In the formula, Δ, Φ are respectively the shaft coupling difference of height and dehisce.This method has been considered the influence of rotor bow distortion.Fig. 4 has provided consideration (solid line) and has not considered that the deflection deformation of (dotted line) rotor is dehisced to shaft coupling and the influence of difference of height.When the rotor deflection deformation was big, its influence can not ignore.

(4) set up two-way calculating solving equation group between bearing load and the shaft coupling state:

By design bearing load Load} find the solution the axle be each shaft coupling dehisce and difference of height Coupling}:

{Coupling}={C ₀}+[A _C][A _F] ^-1(1{Load}-{F ₀})

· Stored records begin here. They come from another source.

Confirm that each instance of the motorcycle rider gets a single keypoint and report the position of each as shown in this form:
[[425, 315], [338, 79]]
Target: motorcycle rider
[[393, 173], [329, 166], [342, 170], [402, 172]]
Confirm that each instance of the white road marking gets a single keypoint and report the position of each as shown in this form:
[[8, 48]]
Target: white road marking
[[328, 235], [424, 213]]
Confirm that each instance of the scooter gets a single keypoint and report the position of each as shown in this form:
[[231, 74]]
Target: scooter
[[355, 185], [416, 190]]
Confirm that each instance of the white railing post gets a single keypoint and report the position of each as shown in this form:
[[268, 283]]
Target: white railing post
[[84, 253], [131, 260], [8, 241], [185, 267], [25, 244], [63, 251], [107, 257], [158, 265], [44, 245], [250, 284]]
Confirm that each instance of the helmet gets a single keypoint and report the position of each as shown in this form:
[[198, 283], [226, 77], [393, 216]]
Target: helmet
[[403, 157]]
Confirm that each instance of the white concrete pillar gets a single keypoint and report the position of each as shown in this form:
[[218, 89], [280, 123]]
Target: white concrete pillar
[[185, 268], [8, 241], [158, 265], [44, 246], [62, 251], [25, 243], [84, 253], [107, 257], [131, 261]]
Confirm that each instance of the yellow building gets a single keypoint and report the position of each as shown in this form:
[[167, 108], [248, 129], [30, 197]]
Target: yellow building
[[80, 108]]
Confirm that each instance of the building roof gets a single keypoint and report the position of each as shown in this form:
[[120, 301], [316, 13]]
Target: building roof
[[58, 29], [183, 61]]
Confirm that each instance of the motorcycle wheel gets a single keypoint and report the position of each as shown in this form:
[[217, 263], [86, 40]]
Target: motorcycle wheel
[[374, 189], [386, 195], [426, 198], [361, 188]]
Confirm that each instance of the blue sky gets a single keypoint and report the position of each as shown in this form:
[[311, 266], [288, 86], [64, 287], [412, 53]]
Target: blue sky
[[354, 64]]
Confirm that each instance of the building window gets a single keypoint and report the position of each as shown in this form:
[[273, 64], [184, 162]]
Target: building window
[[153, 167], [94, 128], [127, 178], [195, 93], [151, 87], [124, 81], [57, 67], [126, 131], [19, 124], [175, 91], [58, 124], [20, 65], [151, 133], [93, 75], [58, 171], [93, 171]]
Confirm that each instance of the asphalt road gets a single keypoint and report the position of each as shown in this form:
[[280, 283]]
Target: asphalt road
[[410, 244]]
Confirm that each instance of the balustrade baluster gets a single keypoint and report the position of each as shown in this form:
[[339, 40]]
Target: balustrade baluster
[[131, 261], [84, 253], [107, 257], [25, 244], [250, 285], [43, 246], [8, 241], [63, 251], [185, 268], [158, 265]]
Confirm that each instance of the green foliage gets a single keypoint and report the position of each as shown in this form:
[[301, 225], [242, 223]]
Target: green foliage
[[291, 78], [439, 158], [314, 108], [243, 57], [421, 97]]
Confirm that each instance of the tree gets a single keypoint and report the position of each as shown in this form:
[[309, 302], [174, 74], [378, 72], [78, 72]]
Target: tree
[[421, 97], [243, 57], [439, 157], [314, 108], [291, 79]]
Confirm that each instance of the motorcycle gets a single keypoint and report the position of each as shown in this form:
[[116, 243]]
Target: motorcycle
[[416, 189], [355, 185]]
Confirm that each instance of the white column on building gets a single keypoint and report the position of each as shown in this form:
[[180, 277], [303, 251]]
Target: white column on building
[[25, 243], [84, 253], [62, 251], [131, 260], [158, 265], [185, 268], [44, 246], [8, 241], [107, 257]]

By shaft coupling dehisce and difference of height Coupling} find the solution bearing load Load}:

{Load}={F ₀}+[A _F][A _c] ^-1(1{Coupling}-{C ₀})。

Claims

1. one kind based on the shaft coupling bearing load recognition methods with difference of height of dehiscing, and it is characterized in that:

This method is regarded as nonprismatic continuous beam with axle system; Each shaft part deadweight is as being uniformly distributed with quality; Shaft coupling, thrust disc, blade and wheel disc are regarded as rigid support as being carried in the centre-point load on the continuous beam with bearing, are that to be in concentric be initial baseline to each bearing with axle; Calculation procedure is:

At first, each rotor in the axle system is broken off at the shaft coupling place, make up the solving equation group, the sensitivity matrix that calculates the dehiscing of each shaft coupling place under the initial baseline, difference of height and bearing height is changed by theory of mechanics of materials and boundary condition;

Secondly, a plurality of shaft parts of formation are broken off in axle system,, utilize theory of mechanics of materials, set up state parameter relation between top and the clearing end for each shaft part at the bearing place; Wherein, state parameter comprises: deflection, corner, shearing and moment of flexure; Utilize known boundary condition, bearing place right ends state parameter relation, known bearing height, set up bearing load known variables solving equation group, the sensitivity matrix of obtaining initial baseline lower bearing load distribution and bearing height being changed;

Once more, a plurality of shaft parts of formation are broken off in axle system, adopt and set up rotating shaft deflection deformation known variables solving equation group with above-mentioned identical method at the shaft coupling place; Obtain that initial baseline lower rotary shaft distortion, shaft coupling are dehisced, height difference and sensitivity matrix that bearing height is changed thereof, realize thus that each bearing load in the axle system distributes and the shaft coupling state between two-way calculating.